Daily Management Review

Worst Week since 2013 for Apple’s Stocks


04/30/2016




Worst Week since 2013 for Apple’s Stocks
After influential shareholder Carl Icahn revealed that he had sold his entire stake in the company and as following extensive worries festered about a slowdown in iPhone sales, Apple Inc on Friday ended its worst week on the stock market since 2013.
 
There was a drop of 11 percent in the price of the shares of the company in the past five sessions. Shares of Apple Inc. is a mainstay of many Wall Street portfolios and the largest component of the Standard & Poor's 500 index.
 
In value of what is about equivalent to Cambodia's net wealth, the drop in the prices of the shares of the technology behemoth resulted in a reduction of its market capitalization by $65 billion.
 
Even though Apple investors pointed to the stock's relatively low valuation as a key reason to hold onto the stock, confidence in the Cupertino, California company has been shaken since posting its first-ever quarterly decline in iPhone sales and first revenue drop in 13 years on Tuesday.
 
"If you're going to buy Apple, you have to buy it for the long term, because the next year or two are going to be very tough," said Michael Yoshikami, chief executive of Destination Wealth Management, which owns Apple shares.
 
Apple has bet on China as a major new growth engine since the time it has been faced with lackluster sales of smartphones in the United States and even there the progress has been a let-down for the company.
  
Apple’s iBooks Stores and iTunes Movie service in China were shut down last week after the introduction of new regulations on online publishing which perhaps resulted in a slump in the revenues of the company from China by 26 percent during the March quarter.
 
Long-time Apple investor Carl Icahn told CNBC on Thursday that he had sold his stake in the company he previously described as a "no brainer" and undervalued, pointing to concerns that Beijing could make it difficult for Apple to conduct business in China.
 
In what is being considered to be cheap compared to its average of 17.5 over the past 10 years, the selloff has left Apple trading at about 11 times its expected 12-month earnings.

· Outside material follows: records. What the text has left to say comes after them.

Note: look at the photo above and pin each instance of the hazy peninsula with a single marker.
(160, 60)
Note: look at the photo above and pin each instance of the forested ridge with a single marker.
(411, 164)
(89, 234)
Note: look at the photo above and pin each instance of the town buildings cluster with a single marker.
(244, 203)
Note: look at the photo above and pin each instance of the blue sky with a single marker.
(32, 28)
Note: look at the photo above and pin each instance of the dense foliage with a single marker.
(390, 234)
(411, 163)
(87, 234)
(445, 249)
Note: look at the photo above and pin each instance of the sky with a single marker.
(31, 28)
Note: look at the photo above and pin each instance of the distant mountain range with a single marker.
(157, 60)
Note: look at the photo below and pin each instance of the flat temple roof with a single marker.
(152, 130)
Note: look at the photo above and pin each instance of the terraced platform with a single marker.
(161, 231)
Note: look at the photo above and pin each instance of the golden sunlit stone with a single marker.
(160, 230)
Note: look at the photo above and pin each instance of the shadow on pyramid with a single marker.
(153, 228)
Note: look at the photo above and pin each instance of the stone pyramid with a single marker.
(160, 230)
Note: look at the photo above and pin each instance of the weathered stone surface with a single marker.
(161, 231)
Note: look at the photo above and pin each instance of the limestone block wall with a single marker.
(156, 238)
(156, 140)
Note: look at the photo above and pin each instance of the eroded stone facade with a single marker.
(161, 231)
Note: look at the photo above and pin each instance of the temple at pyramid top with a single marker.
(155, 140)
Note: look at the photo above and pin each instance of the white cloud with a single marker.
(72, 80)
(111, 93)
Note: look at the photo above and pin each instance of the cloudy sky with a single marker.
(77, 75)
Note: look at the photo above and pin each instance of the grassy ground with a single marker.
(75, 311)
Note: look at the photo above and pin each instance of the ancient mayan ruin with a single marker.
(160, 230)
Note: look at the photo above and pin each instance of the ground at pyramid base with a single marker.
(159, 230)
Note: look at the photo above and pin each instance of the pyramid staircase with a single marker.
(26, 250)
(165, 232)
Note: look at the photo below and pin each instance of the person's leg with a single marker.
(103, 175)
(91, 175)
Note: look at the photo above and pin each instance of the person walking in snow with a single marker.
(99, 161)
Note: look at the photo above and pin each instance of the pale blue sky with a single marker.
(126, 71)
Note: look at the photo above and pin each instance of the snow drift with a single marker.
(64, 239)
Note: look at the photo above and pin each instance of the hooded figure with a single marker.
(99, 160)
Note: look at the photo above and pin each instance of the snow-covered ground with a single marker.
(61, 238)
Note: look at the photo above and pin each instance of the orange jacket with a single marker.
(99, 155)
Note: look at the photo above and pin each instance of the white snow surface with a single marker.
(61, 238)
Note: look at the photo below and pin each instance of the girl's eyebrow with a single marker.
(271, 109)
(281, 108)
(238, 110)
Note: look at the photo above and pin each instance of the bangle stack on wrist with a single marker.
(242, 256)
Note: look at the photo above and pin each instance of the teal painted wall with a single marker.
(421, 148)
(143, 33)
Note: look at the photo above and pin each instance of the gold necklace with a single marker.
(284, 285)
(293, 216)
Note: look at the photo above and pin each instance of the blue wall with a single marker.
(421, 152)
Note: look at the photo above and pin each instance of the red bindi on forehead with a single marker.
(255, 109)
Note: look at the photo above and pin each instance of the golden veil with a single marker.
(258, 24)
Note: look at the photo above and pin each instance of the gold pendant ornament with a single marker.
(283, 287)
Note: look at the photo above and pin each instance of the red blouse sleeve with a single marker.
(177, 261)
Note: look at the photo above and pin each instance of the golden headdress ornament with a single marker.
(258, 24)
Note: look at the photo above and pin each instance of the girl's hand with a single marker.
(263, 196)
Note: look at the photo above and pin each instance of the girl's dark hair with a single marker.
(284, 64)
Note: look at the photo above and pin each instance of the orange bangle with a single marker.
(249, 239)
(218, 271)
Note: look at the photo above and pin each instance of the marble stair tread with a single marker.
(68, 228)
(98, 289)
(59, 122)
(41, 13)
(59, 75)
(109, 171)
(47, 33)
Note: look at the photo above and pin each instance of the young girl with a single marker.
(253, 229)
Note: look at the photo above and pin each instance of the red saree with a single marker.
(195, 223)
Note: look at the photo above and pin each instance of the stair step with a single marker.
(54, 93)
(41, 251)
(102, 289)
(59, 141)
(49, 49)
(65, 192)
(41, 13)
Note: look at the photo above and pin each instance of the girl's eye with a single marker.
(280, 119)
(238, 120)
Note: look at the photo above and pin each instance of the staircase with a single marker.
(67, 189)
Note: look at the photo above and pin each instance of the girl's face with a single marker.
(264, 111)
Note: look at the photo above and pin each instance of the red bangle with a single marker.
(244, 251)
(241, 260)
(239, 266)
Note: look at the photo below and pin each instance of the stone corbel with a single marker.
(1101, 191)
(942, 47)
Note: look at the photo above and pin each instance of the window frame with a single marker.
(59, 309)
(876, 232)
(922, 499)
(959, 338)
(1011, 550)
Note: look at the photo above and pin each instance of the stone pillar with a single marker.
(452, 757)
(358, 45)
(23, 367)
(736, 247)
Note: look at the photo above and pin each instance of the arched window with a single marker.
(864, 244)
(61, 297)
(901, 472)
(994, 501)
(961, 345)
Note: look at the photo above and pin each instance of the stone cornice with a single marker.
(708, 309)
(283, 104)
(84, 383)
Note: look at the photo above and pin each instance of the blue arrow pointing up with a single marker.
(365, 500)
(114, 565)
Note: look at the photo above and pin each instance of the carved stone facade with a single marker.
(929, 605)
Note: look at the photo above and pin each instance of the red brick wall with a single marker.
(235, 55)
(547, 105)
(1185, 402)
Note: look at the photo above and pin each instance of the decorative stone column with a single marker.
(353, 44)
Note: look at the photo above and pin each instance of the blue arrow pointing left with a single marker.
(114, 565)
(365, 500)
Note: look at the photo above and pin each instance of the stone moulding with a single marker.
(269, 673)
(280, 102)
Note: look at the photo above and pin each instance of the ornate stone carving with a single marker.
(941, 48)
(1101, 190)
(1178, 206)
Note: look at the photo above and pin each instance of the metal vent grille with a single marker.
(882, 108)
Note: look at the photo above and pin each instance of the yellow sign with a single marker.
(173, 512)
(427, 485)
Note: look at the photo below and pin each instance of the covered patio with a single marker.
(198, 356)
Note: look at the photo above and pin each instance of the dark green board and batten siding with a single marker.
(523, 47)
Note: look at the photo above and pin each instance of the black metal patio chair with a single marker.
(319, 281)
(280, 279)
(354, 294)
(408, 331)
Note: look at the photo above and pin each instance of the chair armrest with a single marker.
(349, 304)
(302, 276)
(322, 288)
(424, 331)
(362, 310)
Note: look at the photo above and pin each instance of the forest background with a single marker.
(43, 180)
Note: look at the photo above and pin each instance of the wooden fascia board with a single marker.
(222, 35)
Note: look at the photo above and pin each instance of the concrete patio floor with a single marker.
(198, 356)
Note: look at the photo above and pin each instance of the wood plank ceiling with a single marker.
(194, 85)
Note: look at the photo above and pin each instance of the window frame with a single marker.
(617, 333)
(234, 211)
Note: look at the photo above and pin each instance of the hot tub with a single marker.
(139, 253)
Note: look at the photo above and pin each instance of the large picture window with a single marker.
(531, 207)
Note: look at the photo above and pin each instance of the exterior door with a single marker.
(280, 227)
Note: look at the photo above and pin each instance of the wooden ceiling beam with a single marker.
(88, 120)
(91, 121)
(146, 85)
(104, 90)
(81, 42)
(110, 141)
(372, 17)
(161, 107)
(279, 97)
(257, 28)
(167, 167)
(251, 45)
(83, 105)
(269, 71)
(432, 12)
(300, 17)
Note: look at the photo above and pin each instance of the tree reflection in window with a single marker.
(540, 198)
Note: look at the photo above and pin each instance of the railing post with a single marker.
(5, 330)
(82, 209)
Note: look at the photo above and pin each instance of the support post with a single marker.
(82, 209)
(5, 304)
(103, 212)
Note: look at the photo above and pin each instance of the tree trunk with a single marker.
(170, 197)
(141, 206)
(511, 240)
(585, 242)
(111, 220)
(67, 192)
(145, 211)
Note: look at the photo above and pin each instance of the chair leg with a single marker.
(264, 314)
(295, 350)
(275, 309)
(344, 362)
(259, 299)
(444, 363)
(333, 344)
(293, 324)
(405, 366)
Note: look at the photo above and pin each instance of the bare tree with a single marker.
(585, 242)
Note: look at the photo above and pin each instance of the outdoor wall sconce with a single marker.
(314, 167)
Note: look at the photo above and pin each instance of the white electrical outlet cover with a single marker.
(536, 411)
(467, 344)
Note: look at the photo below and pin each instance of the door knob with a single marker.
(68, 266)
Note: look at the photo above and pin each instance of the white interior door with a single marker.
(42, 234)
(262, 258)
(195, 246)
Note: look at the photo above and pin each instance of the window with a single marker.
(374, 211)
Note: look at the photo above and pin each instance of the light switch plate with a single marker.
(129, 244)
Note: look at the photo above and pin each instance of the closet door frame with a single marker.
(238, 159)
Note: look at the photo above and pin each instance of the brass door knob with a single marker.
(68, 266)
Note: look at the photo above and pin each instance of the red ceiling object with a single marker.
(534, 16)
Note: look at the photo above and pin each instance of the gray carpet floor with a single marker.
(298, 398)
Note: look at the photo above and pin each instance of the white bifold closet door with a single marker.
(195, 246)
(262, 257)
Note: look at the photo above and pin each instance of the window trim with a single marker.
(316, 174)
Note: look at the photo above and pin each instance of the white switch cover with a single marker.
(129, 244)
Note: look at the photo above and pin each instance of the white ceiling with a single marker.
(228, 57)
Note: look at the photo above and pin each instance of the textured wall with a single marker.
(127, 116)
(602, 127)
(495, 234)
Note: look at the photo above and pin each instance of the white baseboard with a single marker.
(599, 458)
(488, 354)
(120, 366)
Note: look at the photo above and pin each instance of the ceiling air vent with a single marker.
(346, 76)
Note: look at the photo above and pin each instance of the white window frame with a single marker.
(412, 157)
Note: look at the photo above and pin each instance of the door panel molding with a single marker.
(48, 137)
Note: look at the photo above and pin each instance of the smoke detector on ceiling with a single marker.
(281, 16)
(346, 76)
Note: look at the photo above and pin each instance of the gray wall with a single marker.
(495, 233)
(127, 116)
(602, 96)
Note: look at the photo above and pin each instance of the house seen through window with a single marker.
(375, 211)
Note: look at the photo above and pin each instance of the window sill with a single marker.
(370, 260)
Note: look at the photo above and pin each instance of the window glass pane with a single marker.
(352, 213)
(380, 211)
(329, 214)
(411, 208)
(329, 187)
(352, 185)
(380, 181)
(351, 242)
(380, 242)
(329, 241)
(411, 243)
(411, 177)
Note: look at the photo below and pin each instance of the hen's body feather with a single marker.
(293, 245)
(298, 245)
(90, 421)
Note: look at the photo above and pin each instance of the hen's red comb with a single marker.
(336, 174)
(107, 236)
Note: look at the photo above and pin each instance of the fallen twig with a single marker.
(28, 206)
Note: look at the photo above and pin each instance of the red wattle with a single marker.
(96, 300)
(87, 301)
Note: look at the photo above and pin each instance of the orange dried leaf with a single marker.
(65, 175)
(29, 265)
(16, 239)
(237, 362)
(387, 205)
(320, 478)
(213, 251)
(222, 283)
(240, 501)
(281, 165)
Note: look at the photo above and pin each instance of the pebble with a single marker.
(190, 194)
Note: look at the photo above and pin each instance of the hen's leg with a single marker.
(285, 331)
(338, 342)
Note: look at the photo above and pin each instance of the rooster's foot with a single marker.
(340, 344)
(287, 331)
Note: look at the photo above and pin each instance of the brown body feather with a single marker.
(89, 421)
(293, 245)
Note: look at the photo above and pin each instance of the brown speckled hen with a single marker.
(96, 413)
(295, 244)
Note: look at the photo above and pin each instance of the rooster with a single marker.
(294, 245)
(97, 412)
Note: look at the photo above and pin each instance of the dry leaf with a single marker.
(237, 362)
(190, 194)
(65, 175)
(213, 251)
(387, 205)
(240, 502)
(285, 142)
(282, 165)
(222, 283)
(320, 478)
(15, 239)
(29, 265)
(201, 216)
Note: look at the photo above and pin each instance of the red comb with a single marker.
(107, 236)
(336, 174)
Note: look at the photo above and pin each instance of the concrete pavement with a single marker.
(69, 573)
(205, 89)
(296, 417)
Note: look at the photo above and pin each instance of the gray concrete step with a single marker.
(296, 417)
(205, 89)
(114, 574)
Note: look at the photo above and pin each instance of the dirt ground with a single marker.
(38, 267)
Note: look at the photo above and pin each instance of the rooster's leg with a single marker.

S&P 500 stocks on average are trading at 17 times expected earnings.
 
"The tide is going out a bit, but it will probably improve in the fall with the launch of the next iPhone. This is an opportunity," said Pat Becker Jr, principal of Becker Capital Management, which also owns Apple stock.
 
While nine of the analysts tracked by Thomson Reuters recommended neutral ratings and none recommend selling, Wall Street remains positive as 36 analysts tracked by poll recommend buying Apple's shares.
 
The median of the analysts' price targets is $120, down from $130 at the end of March. The stock ended Friday at $93.75, down 1.14 percent.